Деревянная грамота - Трускиновская Далия Мейеровна 11 стр.


— Да пригладь космы-то! — прикрикнул на него Тимофей, причем не шутя. — У тебя, поди, полная башка конской шерсти и всякой дряни! Гляди на аркане в баню сволоку!

— Дьяк, что ли, ко мне пожаловал? — спросил Данила, положив щетку со скребницей на узкую лавочку и обеими грязными руками обжимая на голове свои легкие пушистые волосы, норовящие закурчавиться на висках.

Раздался дружный хохот.

— Какой там дьяк? Девка! Невеличка, белоличка, собой круглоличка!

Данила побежал по проходу, в одной рубахе выскочил из конюшни.

Снаружи его ждала Авдотьица.

— Я все делала, как ты велел, — зашептала быстро. — Каждое утречко в ту проклятую избу бегала! Я свои денежки отработала!

Она приклонила голову к самому его уху.

— Забрали парнишечку-то!

— Кто забрал? Когда? — от такой новости Данила двумя руками вцепился девке в рукав шубы.

— Да сегодня утром же!

Парень посмотрел на небо — было близко к полудню.

— И ты только сейчас до меня добралась?!.

— С тебя причитается, куманек. Я на извозчика протратилась да на службишке своей не показалась, придется там кому следует барашка в бумажке поднести.

— С какой такой радости? — Данила все еще был возмущен.

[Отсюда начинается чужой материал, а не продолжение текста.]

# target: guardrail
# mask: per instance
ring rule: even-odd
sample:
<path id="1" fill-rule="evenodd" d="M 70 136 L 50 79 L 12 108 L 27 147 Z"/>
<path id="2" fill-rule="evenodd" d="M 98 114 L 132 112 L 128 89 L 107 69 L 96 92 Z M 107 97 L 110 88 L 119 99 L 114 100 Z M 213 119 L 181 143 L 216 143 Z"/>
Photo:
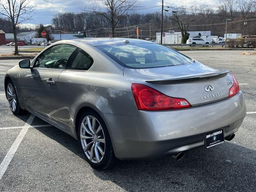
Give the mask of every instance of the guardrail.
<path id="1" fill-rule="evenodd" d="M 206 44 L 163 44 L 164 46 L 170 46 L 171 48 L 172 46 L 174 47 L 178 47 L 180 46 L 181 48 L 182 48 L 183 46 L 184 47 L 187 47 L 190 46 L 192 48 L 193 47 L 203 47 L 203 46 L 211 46 L 211 47 L 213 47 L 214 46 L 221 46 L 222 47 L 223 47 L 225 46 L 225 44 L 210 44 L 210 43 L 206 43 Z"/>

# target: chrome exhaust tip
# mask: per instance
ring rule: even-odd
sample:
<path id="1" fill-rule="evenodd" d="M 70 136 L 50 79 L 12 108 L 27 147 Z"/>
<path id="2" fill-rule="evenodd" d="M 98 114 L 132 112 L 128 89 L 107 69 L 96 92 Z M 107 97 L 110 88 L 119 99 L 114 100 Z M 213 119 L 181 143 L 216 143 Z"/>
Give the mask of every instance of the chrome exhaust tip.
<path id="1" fill-rule="evenodd" d="M 182 159 L 184 156 L 184 152 L 180 152 L 176 155 L 174 155 L 172 157 L 176 160 L 178 161 Z"/>
<path id="2" fill-rule="evenodd" d="M 232 134 L 232 135 L 230 135 L 229 136 L 228 136 L 227 137 L 225 138 L 225 139 L 227 141 L 230 141 L 234 139 L 234 138 L 235 137 L 235 134 Z"/>

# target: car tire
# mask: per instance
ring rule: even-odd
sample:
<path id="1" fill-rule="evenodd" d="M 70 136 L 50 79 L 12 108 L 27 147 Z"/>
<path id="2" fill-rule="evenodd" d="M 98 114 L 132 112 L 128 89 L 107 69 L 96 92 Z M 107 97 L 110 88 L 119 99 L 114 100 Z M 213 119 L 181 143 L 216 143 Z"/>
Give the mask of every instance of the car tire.
<path id="1" fill-rule="evenodd" d="M 94 127 L 94 124 L 96 125 Z M 101 117 L 94 111 L 84 111 L 81 115 L 78 126 L 78 140 L 86 161 L 96 169 L 111 168 L 116 159 L 107 126 Z M 100 126 L 101 130 L 98 132 Z"/>
<path id="2" fill-rule="evenodd" d="M 15 86 L 11 80 L 7 82 L 5 94 L 7 97 L 10 109 L 14 114 L 21 115 L 26 113 L 27 111 L 22 109 L 20 106 Z"/>

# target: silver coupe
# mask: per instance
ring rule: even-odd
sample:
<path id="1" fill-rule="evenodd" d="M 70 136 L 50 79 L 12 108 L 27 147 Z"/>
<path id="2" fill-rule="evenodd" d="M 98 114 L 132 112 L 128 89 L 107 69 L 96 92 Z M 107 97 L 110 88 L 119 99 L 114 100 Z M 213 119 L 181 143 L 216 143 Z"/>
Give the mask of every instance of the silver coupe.
<path id="1" fill-rule="evenodd" d="M 228 70 L 133 39 L 60 41 L 7 72 L 12 111 L 28 111 L 79 141 L 87 162 L 166 155 L 230 140 L 246 116 Z"/>

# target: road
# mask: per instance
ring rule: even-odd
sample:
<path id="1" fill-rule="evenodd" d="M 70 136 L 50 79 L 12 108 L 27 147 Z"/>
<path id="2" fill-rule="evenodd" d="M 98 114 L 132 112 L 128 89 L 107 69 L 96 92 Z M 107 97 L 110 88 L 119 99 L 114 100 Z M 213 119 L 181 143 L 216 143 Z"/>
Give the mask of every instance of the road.
<path id="1" fill-rule="evenodd" d="M 42 48 L 44 46 L 27 45 L 18 47 L 18 48 L 19 50 L 22 50 L 24 49 L 30 49 L 31 48 Z M 14 52 L 15 49 L 15 47 L 14 46 L 0 46 L 0 54 L 11 54 Z"/>
<path id="2" fill-rule="evenodd" d="M 92 169 L 78 142 L 67 134 L 36 117 L 30 122 L 30 114 L 12 115 L 4 95 L 3 78 L 19 61 L 0 60 L 0 162 L 10 148 L 15 149 L 13 143 L 20 138 L 25 123 L 34 127 L 28 128 L 16 152 L 12 151 L 13 157 L 0 178 L 0 191 L 255 192 L 256 55 L 243 55 L 241 51 L 183 52 L 230 70 L 236 77 L 248 113 L 236 137 L 208 149 L 191 150 L 179 161 L 170 157 L 120 161 L 105 171 Z"/>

— А с такой, что я тех людей-то выследила!

— Каких еще людей?

— Которые парнишечку забрали!

Данила даже шарахнулся от Авдотьицы. А она стояла довольная, веселая, чающая немалой платы за такой подвиг.

— Сказывай! — на радостях не замечая морозца, потребовал Данила.

— А что сказывать-то? Я, как всегда, к смотрителю — мол, мой-то не появлялся? Он мне — да Бог с тобой, девка, что это тебе в голову взбрело раньше смерти его хоронить?! Жив твой, приютился где-то, может, сманили его, с купцами уехал, может, у товарища какого живет, много ли места парнишке надобно? Сама же, мол, говорила, что мать у него пьющая, вот он и сбежал…

— Ты мне про тех людей говори!

— А те люди тут и появились! Они ему не родные, родные реветь бы кинулись, крик бы подняли. А эти его оглядели, переглянулись, один другому и говорит: ну, точно — он! И перекрестились оба.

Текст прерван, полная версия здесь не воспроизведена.